Does Darwin Nunez only score difficult chances?

Despite his 10 goals in 23 games (at the time of writing), Darwin Nunez’s finishing has been questioned by some since he joined Liverpool in the summer of 2022. Some of this criticism is due to the inevitable comparison with Manchester City’s summer signing of Erling Haaland who has taken the league by storm with his 27 goals in 24 games so far.

It feels as though Nunez loses his composure in front of goals with easier chances but looks calmer with more difficult chances when he isn’t expected to score. To put this “feeling” to the test, we can look at the difficulty of chances that are scored vs ones that are missed with the help of the expected goals (xG) metric.

1 Data source

To help make a judgement on the quality of chances missed vs scored, xG data was required at the finest granularity level: each individual shot by a player.

You can read about how data was scraped from fbref while still respecting the API limits here (coming soon!).

	Minute	Player	xG	Outcome	is_goal
2022-05-28	82	Mohamed Salah	0.16	Saved	False
2022-10-12	53	Darwin Núñez	0.19	Blocked	False
2022-03-12	19	Luis Díaz	0.16	Goal	True
2021-03-10	70	Mohamed Salah	0.27	Goal	True
2021-04-22	50	Darwin Núñez	0.30	Goal	True

2 Visualising all shots

Finding a balance between visualising all the individual shot data points and not making the plot too busy was the key goal of this visualisation. By using text annotations in both the y axis and the mean lines - I think a decent tradeoff was achieved with seaborn’s stripplot.

This was done fairly manually by looping through the tick labels to get x,y positions to place the annotations:

tick_label_order = [label._text for label in ax.get_yticklabels()]

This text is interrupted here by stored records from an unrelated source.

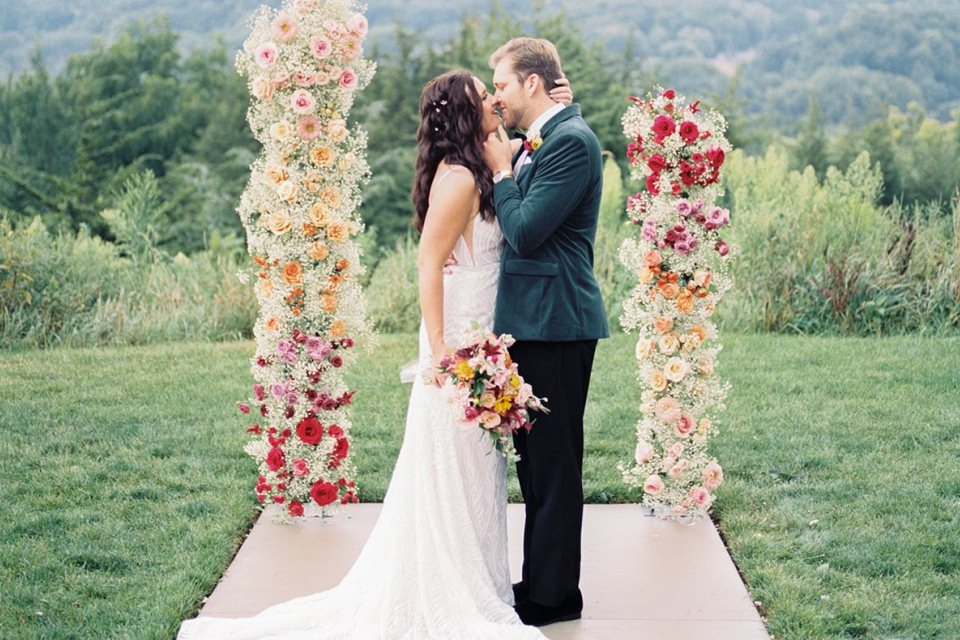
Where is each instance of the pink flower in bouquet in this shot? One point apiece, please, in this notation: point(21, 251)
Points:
point(308, 127)
point(348, 79)
point(323, 493)
point(357, 25)
point(663, 126)
point(275, 459)
point(267, 55)
point(284, 27)
point(684, 425)
point(302, 102)
point(300, 467)
point(712, 476)
point(320, 48)
point(689, 131)
point(653, 485)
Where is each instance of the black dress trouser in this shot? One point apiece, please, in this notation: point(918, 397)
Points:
point(551, 464)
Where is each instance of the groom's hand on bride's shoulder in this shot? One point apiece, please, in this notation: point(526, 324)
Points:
point(563, 92)
point(497, 150)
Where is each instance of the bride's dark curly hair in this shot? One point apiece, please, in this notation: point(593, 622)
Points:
point(451, 127)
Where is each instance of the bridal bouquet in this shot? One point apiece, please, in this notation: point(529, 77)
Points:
point(676, 151)
point(488, 388)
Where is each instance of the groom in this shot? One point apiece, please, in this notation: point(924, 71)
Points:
point(547, 199)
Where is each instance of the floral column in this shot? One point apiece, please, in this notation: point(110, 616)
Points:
point(681, 262)
point(304, 66)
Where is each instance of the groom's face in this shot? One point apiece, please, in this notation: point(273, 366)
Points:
point(510, 94)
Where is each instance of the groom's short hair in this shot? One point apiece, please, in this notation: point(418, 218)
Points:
point(531, 56)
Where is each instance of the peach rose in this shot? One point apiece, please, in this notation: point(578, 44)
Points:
point(675, 370)
point(338, 328)
point(292, 272)
point(312, 181)
point(330, 196)
point(653, 485)
point(328, 303)
point(337, 232)
point(322, 156)
point(318, 251)
point(657, 381)
point(279, 222)
point(667, 410)
point(663, 324)
point(669, 343)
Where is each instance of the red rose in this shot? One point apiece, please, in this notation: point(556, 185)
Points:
point(323, 493)
point(310, 431)
point(275, 459)
point(656, 163)
point(689, 132)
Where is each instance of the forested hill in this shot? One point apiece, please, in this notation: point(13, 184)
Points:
point(858, 56)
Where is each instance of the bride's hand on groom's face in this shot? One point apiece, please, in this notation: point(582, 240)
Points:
point(497, 151)
point(563, 92)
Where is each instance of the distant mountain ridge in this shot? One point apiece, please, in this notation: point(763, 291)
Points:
point(874, 53)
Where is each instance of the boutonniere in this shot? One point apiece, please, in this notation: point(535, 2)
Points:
point(533, 141)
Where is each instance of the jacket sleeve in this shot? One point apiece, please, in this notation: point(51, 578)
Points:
point(563, 175)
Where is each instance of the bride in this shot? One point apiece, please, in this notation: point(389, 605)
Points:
point(435, 565)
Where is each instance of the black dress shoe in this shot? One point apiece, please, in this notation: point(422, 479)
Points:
point(539, 615)
point(520, 592)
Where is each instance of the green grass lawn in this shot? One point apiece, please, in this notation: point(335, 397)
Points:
point(125, 492)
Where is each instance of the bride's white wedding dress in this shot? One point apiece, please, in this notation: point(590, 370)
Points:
point(435, 565)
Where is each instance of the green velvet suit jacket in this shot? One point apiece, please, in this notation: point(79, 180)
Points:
point(548, 215)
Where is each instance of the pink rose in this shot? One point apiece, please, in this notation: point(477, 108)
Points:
point(266, 55)
point(320, 47)
point(302, 102)
point(348, 79)
point(653, 485)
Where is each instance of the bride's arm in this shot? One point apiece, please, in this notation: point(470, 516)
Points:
point(451, 203)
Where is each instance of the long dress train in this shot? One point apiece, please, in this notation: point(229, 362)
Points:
point(435, 566)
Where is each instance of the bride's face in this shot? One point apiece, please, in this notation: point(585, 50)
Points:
point(490, 121)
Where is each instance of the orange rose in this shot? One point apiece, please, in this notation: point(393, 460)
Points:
point(321, 156)
point(330, 196)
point(668, 289)
point(653, 259)
point(318, 251)
point(292, 272)
point(328, 303)
point(337, 232)
point(663, 324)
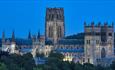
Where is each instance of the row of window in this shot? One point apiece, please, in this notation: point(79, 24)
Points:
point(89, 41)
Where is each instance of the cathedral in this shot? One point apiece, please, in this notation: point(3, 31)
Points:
point(96, 46)
point(54, 26)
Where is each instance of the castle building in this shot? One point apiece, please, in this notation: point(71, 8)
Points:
point(54, 25)
point(99, 43)
point(95, 45)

for idx, label in enumerate(tick_label_order):
        num_shots = len(concat_shots[concat_shots['Player']==label])
        num_goals = len(player_goals[player_goals['Player']==label])
        shots_per_goal = num_shots/num_goals
        ax.annotate(
            f"shots: {num_shots}\ngoals: {num_goals}\nshots/goal: {shots_per_goal:.2f}", 
            xy=(-0.05,idx + 0.33), 
            xycoords='data', 
            annotation_clip=False, 
            horizontalalignment='right'
        )

The mean xG lines were added in a similar way, using the tick_label_order index to find the corresponding mean values:

mean_goal_lines = [
    (idx,mean_goal_xg[mean_goal_xg['Player']==tick]['xG'].squeeze()) for idx, tick in enumerate(tick_label_order)
    ]
# add avg xG lines
num_y_labels = len(mean_goal_lines)

for y,x in mean_goal_lines:
    y_loc = 1- (y/num_y_labels)
    y_width = 1/num_y_labels
    line_height = 1/(num_y_labels+1)

    ax.axvline(x,ymin = y_loc-line_height, ymax = y_loc - y_width + line_height, color='#1f77b4', linewidth = 4, alpha=0.5)
    offset = 10
    ax.annotate(f"{x:.2f}", (x,y), xytext=(offset/2, 2*offset), textcoords='offset points')

# repeat for mean xg of shots missed

3 Adding contextual data

There are a few interesting data points in the plot above, so it would be cool to be able to search up the goal or missed shot - e.g. the Cody Gakpo goal with an xG of ~0.01 or the chance Luis Diaz missed with an xG of ~0.95.

The static plot is already at the limits of how noisy I would want to get, but we can use an interactive plotting tool like plotly to add more data without ruining the simplicity of the plot.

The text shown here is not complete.